While every patient’s story is somewhat different, nonsurgical treatments and innovative techniques like procedure for prolapse and hemorrhoids (PPH) offer effective treatment for hemorrhoids without the postoperative pain and long recovery of a traditional hemorrhoidectomy. However, you may be more likely to experience a recurrence of your symptoms after one of these less invasive procedures. So are they worth it?
What Is the General Treatment for Hemorrhoids?
In general, the treatment your doctor recommends for your internal hemorrhoids will depend largely on how they grade your condition after an exam using an anoscope. They will also take into consideration the symptoms you suffer and your health history. If you have a history of symptomatic hemorrhoids, they are more likely to recommend surgical treatment or another option with a lower recurrence rate.
Grade I hemorrhoids usually respond well to conservative treatment, including lifestyle changes and topical treatments.
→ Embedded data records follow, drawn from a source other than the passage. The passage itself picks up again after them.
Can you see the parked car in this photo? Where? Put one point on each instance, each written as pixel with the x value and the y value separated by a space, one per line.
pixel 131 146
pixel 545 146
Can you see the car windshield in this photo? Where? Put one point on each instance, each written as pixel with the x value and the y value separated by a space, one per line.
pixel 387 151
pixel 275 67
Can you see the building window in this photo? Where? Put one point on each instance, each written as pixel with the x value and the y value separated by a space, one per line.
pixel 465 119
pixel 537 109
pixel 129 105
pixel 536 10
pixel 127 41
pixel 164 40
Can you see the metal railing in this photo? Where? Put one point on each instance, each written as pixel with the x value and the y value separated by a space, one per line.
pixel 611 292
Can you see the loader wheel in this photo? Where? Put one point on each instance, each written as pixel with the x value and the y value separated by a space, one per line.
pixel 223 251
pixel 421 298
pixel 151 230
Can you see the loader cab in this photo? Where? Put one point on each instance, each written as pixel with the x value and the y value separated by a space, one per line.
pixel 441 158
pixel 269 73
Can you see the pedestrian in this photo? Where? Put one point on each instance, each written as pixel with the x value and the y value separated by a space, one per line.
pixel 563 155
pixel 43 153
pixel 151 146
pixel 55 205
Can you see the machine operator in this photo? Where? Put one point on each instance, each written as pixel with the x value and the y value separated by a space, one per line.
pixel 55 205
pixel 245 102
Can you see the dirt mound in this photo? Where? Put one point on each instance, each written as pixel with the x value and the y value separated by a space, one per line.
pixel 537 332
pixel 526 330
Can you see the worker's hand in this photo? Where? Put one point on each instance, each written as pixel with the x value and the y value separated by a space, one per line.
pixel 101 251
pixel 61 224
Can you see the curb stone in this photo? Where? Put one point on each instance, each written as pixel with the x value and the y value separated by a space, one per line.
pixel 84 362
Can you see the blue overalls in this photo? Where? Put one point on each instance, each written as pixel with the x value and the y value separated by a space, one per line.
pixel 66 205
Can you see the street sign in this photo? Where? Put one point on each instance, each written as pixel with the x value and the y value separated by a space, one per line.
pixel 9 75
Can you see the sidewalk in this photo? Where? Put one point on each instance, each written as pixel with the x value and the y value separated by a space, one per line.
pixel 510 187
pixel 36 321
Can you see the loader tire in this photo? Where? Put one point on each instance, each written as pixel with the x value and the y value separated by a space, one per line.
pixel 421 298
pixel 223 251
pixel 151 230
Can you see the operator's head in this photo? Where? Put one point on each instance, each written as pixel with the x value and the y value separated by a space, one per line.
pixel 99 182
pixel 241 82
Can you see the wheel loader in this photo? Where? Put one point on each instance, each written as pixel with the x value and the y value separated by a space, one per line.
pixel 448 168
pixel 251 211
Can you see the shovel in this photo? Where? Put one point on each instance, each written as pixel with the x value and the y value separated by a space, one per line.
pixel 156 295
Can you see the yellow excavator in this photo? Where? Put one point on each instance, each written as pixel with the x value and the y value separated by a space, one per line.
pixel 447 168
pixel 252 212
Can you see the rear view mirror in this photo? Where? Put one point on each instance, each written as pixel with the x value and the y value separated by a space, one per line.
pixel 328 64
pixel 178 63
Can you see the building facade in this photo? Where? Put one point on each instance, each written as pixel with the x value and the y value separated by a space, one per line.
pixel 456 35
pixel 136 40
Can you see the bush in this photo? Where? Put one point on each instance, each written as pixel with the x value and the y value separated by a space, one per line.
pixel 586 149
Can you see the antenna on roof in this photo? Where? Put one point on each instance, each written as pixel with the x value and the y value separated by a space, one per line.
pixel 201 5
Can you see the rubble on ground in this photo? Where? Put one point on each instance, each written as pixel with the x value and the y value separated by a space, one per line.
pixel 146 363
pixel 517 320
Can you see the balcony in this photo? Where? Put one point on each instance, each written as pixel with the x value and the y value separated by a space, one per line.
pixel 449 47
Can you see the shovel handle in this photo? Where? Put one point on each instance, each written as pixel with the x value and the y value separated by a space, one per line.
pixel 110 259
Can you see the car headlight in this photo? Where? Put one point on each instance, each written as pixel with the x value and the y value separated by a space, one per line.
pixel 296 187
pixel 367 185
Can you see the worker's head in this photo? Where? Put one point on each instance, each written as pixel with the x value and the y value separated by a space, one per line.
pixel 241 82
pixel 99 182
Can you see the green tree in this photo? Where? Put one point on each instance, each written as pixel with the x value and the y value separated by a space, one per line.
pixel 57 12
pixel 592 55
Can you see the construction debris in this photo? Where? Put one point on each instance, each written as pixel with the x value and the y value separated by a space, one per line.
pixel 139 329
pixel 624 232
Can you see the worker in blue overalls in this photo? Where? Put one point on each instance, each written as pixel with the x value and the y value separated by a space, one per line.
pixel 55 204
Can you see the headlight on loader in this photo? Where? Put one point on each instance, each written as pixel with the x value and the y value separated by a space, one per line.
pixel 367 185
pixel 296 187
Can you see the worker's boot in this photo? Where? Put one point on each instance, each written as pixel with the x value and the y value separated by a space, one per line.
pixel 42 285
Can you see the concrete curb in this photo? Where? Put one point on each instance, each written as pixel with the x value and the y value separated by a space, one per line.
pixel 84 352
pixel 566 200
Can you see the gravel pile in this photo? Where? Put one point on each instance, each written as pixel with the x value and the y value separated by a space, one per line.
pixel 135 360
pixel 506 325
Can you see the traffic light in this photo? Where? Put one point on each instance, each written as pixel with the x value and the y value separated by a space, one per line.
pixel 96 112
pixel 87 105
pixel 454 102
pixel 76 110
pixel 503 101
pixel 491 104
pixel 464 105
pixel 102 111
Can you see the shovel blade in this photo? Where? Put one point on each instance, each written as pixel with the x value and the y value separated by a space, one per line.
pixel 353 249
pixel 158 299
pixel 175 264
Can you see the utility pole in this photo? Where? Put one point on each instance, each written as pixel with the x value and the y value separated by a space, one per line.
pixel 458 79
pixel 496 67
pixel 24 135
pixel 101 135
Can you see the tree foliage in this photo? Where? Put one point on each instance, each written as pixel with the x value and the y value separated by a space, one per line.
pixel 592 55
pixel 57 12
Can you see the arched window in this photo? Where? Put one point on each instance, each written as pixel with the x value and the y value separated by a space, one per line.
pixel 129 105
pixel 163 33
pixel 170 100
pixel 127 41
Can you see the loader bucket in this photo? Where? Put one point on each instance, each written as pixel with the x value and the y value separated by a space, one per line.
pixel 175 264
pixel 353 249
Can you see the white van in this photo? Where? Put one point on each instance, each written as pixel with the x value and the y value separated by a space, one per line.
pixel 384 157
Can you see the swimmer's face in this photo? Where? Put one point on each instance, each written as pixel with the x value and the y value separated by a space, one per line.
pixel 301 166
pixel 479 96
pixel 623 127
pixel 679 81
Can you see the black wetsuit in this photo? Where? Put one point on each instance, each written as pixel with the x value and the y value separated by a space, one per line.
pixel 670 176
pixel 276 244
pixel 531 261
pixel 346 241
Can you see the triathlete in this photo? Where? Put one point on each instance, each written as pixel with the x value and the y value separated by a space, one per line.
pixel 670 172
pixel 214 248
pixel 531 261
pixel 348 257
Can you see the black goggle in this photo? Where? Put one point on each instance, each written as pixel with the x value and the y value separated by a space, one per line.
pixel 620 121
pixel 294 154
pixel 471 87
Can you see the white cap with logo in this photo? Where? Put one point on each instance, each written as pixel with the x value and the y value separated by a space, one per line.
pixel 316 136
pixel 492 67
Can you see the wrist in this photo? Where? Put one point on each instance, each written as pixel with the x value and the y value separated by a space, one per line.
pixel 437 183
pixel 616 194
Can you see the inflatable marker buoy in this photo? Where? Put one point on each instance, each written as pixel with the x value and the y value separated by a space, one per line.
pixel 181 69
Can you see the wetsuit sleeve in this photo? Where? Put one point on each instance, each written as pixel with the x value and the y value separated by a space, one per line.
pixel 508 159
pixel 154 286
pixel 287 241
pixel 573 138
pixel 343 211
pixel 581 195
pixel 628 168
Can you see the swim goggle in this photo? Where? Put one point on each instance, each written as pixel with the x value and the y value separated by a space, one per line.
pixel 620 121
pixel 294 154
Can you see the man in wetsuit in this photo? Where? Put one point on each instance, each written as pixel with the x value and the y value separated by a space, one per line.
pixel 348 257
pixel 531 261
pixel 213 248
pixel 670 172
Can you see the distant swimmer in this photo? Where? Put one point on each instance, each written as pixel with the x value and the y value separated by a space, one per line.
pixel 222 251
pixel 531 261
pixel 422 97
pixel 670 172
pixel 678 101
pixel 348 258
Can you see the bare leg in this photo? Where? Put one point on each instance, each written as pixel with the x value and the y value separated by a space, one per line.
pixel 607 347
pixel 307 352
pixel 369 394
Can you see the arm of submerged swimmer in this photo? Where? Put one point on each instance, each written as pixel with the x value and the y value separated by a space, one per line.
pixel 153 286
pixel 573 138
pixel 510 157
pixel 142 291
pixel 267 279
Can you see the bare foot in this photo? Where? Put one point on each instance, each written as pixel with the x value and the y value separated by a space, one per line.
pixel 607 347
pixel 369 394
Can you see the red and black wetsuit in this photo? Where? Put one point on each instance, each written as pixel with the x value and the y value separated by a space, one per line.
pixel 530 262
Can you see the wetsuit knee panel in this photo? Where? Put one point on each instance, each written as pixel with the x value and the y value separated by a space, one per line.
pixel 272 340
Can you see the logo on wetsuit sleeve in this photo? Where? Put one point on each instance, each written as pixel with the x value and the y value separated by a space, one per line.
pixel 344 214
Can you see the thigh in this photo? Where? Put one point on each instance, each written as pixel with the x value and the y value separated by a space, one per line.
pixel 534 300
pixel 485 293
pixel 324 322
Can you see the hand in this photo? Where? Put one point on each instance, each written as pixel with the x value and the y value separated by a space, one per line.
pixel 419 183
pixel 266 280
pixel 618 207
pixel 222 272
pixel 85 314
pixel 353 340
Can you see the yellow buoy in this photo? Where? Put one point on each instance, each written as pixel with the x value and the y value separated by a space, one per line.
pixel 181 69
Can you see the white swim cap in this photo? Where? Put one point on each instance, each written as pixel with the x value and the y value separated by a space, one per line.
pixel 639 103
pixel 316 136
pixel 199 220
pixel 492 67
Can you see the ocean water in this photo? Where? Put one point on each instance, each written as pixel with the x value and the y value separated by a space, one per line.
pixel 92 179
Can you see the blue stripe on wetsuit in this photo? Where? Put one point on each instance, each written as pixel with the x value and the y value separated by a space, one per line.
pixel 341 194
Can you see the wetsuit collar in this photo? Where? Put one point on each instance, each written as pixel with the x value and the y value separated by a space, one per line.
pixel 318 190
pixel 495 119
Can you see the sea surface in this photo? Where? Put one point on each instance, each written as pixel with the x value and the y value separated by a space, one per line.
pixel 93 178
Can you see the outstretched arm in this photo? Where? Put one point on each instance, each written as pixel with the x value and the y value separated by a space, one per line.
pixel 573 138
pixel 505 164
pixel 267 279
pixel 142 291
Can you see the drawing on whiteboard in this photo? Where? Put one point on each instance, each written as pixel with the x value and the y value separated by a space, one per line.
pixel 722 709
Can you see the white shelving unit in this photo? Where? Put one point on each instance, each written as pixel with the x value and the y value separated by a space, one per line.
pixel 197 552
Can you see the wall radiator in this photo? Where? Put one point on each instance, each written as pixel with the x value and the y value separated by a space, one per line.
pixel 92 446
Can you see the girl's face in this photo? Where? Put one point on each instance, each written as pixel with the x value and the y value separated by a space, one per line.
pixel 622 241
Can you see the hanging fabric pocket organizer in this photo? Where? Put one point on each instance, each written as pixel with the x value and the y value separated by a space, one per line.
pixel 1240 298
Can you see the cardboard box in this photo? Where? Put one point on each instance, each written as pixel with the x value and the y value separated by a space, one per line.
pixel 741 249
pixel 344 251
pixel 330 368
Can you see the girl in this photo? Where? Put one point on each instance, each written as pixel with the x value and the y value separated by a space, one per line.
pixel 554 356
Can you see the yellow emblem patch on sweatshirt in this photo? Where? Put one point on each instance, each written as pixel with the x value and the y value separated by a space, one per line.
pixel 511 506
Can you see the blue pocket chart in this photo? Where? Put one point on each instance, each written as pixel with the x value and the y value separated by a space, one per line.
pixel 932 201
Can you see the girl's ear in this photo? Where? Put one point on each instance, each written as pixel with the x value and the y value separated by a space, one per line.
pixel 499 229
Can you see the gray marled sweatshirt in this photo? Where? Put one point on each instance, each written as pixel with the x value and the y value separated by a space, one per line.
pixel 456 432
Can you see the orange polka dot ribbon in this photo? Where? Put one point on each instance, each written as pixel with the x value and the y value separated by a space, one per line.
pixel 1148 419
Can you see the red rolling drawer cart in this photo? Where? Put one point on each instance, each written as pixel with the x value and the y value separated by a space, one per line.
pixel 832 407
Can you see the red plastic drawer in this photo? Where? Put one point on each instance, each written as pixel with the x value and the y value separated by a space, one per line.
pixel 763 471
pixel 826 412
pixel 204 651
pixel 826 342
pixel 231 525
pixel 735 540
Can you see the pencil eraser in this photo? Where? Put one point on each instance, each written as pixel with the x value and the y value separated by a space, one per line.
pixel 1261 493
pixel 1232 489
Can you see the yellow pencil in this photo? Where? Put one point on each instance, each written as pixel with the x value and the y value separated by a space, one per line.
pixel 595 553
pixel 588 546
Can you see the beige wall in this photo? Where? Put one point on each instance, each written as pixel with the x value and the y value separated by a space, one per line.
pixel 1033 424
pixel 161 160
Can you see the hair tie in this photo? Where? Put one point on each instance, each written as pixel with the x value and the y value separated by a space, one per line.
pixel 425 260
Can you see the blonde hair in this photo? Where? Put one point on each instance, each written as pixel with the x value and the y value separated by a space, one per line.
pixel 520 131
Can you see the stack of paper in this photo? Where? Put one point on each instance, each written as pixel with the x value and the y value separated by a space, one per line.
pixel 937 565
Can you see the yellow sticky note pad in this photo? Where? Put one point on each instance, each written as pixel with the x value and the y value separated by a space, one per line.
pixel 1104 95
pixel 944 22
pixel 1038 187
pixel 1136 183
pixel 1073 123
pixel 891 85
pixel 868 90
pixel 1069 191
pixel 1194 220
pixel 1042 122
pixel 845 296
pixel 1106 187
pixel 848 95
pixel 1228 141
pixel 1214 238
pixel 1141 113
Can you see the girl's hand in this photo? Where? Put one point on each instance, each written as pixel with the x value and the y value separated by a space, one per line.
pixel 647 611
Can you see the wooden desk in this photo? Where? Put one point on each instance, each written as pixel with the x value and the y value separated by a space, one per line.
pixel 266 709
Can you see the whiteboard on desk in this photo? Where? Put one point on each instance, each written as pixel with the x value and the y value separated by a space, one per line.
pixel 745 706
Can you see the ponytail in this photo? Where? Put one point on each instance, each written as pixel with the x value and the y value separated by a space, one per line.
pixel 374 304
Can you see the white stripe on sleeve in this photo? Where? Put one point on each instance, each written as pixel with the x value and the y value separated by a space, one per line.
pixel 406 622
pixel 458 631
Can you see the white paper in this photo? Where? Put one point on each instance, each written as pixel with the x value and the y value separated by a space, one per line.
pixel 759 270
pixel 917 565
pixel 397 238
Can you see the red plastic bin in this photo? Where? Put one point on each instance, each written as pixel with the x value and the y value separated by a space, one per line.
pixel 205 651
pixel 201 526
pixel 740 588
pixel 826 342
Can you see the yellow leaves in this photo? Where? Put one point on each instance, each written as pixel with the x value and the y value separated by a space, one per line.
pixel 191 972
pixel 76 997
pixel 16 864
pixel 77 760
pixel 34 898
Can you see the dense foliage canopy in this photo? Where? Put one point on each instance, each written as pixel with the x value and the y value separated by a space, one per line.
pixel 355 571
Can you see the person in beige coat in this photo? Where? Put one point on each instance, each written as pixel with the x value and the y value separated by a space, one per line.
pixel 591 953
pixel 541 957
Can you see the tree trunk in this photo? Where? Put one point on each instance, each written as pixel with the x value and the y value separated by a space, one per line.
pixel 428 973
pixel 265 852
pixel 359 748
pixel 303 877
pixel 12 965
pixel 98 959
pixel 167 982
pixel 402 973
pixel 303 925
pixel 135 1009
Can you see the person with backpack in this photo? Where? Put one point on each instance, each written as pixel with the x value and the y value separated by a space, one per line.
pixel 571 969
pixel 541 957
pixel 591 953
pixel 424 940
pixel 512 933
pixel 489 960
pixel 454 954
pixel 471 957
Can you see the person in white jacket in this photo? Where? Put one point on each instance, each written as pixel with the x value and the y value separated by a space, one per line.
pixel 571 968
Grade II hemorrhoids are often treated with in-office, non-surgical procedures including rubber band ligation. Some Grade III non-symptomatic hemorrhoids may all receive this type of initial treatment.
Symptomatic Grade III and some Grace IV hemorrhoids require more invasive treatments such as a surgical hemorrhoidectomy. Other may qualify for PPH.
Severe Grade IV hemorrhoids or those with any tissue that has lost blood flow require immediate medical attention. Often emergency surgery is necessary to free incarcerated tissue or remove any tissue that becomes gangrenous.
Recurrence After a Nonoperative Treatment
Nonoperative hemorrhoid treatments have about a 30 to 50 percent recurrence rate over the first decade. All of these non-invasive procedures are performed in the doctor’s office, and most require only local anesthetic.Of these techniques, rubber band ligation is the most common.
Sometimes used to treat Grade I, II, and III hemorrhoids, rubber band ligation has the lowest recurrence rate of any in-office treatment option. Rubber band ligation is often performed by a surgeon or a colon and rectal specialist. Performed by a well-trained doctor, it is a safe procedure with few risks. However, large internal hemorrhoids may require several rounds of treatment.
If hemorrhoids recur after treatment, they often respond to conservative treatment such as a diet with increased fiber and over-the-counter topical medications.
Recurrence After a Traditional Hemorrhoidectomy
A traditional hemorrhoidectomy operation is the most effective treatment for hemorrhoids if you consider the possibility of a recurrence over time. When performed by a colon and rectal surgeon, a hemorrhoidectomy offers a recurrence rate around 5 percent. This is true for both open and closed hemorrhoidectomies.
The downside to this procedure, however, is its invasive nature and the post-operative pain. Some people require narcotic painkillers and may miss a week or more of work. It may take several weeks to recover enough to return to your normal activities.
Recurrence After PPH
Because it is a relatively new procedure and is still growing in popularity, there are few long-term results tracking the recurrence rate after undergoing procedure for prolapsing hemorrhoids. When performing this technique, the surgeon does not make an external incision or remove large amounts of tissue like they do in a traditional hemorrhoidectomy. Instead, the surgeons who perform a PPH use a special circular stapler that fits just inside the anus to address the inflamed tissue.
While PPH offers a quicker recovery, considerably less post-operative pain, and a lower rate of complications than traditional excisional surgery, the recurrence rate is likely higher. It is important to note, however, that most recurrences respond to conservative treatment or in-office procedures.
So Is PPH a Good Alternative to an Excisional Hemorrhoidectomy?
Traditional hemorrhoidectomies have been the gold standard of surgical hemorrhoid treatments for decades and remain a good option for the most serious cases or those that are especially complicated. However, newer treatments allow colon and rectal specialists to offer their patients relief without the major post-operative pain or long recovery time. Talk to your doctor about whether an in-office ligation procedure or a stapled PPH might be a good treatment for you based on the facts of your case.
It is important to note, however, that these procedures require technical skill and proficiency. PPH, especially, is a challenging procedure and requires the surgeon to follow a specific protocol to prevent complications. In fact, we use two surgeons to perform each PPH to reduce the risk of a problem. No matter the option you choose for treating your hemorrhoids, you will want an experienced colon and rectal specialist performing your in-office or operative procedure.